Definitions of grit are vague. The Webster Dictionary defines it as “mental toughness” (which instantly makes me think of every NFL commentator ever). Angela Lee Duckworth, in her TED Talk about grit, describes it as “passion and perseverance for long term goals.” For many people, grit seems to fall into the I-know-it-when-I-see-it category.
But research is showing us that grit is a real thing, and as Laurence Roy Stains points out in Men’s Health, we should want more of it. Not surprisingly given his audience, Stains uses Wes Welker as the embodiment of grit. Early in his career, Welker barely earned a college football scholarship by the skin of his teeth, and after college, he went undrafted. Today, Stains points out, Welker is a five-time Pro Bowl pick and achieved the most receiving yards in a six-season span in NFL history. His success has been attributed to his unwavering dedication, confidence in his own abilities, and consistent work ethic. Welker’s coach, John Fox, has described him as “very gritty.” Examples like Welker show us that gritty people separate themselves by continuing to work hard, despite obstacles that would cause others to quit or give up.
We don’t know if grit is an inherent quality that some people are born with or if grit can be taught. Vicki Davis, an educator and author, argues that grit is developed by situations that require it.
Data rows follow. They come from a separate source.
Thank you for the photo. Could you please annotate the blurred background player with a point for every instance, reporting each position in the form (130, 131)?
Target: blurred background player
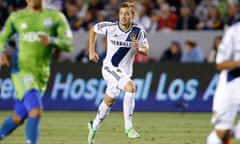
(227, 95)
(39, 32)
(124, 40)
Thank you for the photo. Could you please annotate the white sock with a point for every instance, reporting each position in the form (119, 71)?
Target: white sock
(213, 138)
(236, 131)
(128, 108)
(103, 111)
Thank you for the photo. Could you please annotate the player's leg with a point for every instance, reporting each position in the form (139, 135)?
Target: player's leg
(223, 121)
(128, 106)
(33, 103)
(13, 121)
(103, 111)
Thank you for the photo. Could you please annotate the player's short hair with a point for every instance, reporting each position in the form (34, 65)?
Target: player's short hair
(129, 5)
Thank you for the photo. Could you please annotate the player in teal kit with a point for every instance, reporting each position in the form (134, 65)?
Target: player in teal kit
(38, 31)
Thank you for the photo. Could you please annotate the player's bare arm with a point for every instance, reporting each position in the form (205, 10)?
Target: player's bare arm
(228, 65)
(93, 56)
(45, 39)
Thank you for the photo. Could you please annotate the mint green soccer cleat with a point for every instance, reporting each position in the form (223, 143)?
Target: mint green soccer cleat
(91, 133)
(131, 133)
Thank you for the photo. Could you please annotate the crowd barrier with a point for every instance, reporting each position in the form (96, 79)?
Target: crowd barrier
(166, 87)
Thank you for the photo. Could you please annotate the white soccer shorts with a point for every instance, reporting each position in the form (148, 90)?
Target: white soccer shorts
(116, 80)
(225, 103)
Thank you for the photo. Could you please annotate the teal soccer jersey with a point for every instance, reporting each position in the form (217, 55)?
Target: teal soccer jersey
(31, 66)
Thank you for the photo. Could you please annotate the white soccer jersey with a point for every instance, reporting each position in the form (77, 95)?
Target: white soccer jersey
(227, 98)
(119, 51)
(229, 49)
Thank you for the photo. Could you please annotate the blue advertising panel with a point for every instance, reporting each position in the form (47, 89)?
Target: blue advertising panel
(169, 87)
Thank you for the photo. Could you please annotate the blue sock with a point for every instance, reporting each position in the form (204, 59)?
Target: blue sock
(32, 130)
(7, 127)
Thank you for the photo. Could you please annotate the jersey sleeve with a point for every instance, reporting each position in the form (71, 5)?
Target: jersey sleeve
(101, 27)
(7, 31)
(142, 38)
(225, 48)
(64, 39)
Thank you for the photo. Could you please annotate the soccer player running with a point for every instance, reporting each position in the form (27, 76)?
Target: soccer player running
(124, 40)
(227, 95)
(38, 32)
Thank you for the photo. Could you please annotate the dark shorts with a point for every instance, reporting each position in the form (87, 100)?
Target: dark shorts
(31, 100)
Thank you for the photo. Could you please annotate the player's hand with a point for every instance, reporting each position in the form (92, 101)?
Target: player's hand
(4, 60)
(44, 39)
(93, 57)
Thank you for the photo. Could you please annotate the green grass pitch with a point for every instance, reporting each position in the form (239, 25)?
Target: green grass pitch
(58, 127)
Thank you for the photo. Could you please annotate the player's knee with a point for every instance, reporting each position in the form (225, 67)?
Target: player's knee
(223, 134)
(17, 119)
(35, 113)
(130, 87)
(109, 101)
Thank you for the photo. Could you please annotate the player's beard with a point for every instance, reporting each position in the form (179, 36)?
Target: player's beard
(125, 23)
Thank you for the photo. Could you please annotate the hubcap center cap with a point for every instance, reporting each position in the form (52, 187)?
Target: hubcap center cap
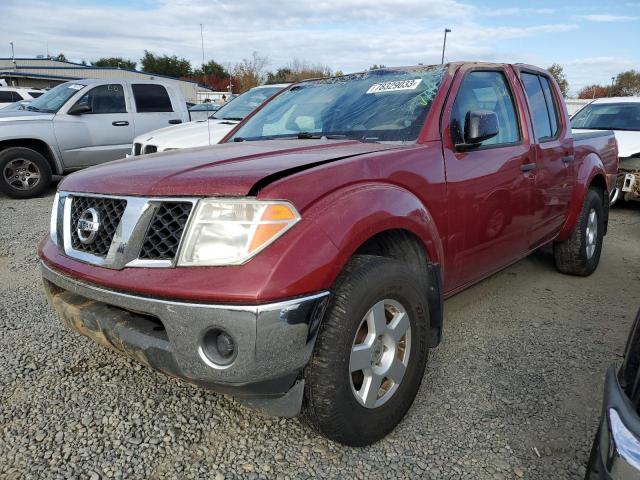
(376, 351)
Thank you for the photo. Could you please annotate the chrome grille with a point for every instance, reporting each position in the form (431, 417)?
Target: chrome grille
(165, 231)
(110, 212)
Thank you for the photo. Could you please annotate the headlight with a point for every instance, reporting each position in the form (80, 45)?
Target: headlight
(230, 232)
(53, 224)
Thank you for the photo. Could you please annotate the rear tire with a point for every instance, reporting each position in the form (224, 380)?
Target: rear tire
(580, 253)
(24, 173)
(335, 393)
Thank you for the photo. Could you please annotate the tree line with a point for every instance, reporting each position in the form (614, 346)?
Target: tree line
(238, 77)
(252, 71)
(625, 84)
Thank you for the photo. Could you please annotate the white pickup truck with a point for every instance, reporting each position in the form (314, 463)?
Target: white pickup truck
(79, 124)
(209, 131)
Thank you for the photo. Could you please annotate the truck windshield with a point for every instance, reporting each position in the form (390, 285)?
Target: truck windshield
(51, 101)
(608, 116)
(246, 103)
(377, 106)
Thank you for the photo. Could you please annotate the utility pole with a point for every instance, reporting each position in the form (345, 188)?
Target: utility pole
(444, 43)
(13, 55)
(202, 41)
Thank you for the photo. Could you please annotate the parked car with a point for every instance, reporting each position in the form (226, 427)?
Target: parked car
(308, 256)
(202, 111)
(616, 449)
(9, 95)
(622, 115)
(78, 124)
(206, 132)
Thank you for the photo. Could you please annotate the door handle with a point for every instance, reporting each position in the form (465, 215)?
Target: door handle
(527, 167)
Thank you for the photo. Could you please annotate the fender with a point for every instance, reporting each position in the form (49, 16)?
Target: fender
(373, 208)
(590, 168)
(57, 166)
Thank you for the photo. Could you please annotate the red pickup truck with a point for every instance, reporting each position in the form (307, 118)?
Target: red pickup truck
(301, 265)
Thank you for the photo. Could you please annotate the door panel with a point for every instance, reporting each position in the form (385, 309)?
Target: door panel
(101, 135)
(554, 158)
(488, 192)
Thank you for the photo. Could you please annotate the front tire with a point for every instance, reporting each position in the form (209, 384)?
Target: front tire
(580, 253)
(370, 354)
(24, 173)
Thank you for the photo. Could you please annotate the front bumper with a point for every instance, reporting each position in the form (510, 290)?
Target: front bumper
(616, 451)
(273, 341)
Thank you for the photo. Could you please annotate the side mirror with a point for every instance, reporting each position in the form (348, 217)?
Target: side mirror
(79, 109)
(479, 125)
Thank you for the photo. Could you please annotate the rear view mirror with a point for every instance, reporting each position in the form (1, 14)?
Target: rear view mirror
(79, 109)
(479, 125)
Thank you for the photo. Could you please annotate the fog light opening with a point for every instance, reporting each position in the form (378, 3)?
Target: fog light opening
(218, 348)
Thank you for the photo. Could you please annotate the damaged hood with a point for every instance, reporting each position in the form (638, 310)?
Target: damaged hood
(230, 169)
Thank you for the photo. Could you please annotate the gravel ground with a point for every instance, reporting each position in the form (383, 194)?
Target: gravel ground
(513, 391)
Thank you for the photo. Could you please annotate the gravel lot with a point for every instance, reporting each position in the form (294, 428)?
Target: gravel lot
(513, 391)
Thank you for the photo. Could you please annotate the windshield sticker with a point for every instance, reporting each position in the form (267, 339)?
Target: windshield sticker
(394, 86)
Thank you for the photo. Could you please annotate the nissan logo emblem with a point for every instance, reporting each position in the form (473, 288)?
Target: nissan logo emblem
(88, 226)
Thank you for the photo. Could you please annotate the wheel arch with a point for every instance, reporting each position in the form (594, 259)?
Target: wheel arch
(388, 221)
(405, 246)
(591, 173)
(37, 145)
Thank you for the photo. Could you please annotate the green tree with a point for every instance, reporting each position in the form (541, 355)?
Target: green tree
(281, 75)
(298, 70)
(558, 73)
(250, 72)
(212, 68)
(115, 62)
(170, 66)
(626, 84)
(594, 91)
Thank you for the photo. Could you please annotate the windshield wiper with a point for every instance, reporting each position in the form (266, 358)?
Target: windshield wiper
(329, 136)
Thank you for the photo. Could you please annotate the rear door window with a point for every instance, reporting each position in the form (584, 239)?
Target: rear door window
(542, 106)
(552, 107)
(486, 90)
(105, 99)
(151, 98)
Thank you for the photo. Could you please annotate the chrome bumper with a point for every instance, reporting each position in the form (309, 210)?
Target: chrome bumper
(273, 341)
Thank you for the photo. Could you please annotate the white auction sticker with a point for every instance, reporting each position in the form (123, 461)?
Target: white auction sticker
(394, 86)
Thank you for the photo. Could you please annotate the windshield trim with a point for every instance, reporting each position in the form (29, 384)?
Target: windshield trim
(372, 135)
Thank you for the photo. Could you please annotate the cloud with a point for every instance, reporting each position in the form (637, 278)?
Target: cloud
(595, 70)
(517, 11)
(608, 18)
(348, 35)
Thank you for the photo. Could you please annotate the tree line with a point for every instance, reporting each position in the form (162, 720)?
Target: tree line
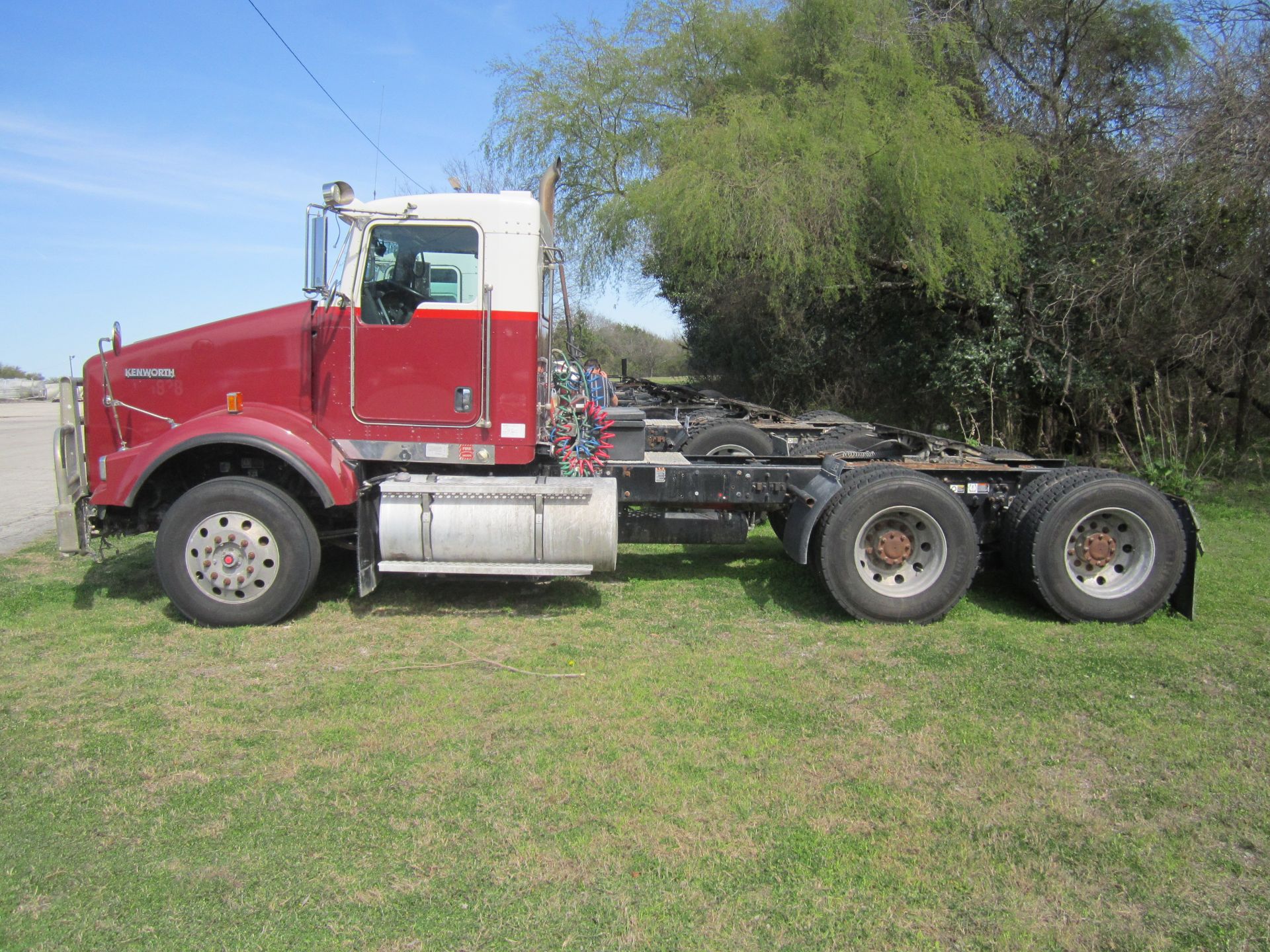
(1039, 221)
Researchers like Duckworth want to get more specific – they are working hard to identify exactly how we can teach kids to be “more gritty” as they move through school and ultimately face challenges in their adult lives. You can take Duckworth’s “grittiness quiz” here to determine your own self-reported grit score. I scored right in the middle around 3.3… probably because taking the quiz reminded me of all the little personal projects I have gotten excited about over the years, but then abandoned when life got busy.
“80% of success is just showing up.” – Woody Allen
John Wayne wasn’t the only one in Hollywood with grit. Regardless of what the research ultimately shows, we know that in order to have success, you have to show up. People with grit will show up at every single practice and at every single meeting with their end goal in mind… and tomorrow they’ll get up and do it again.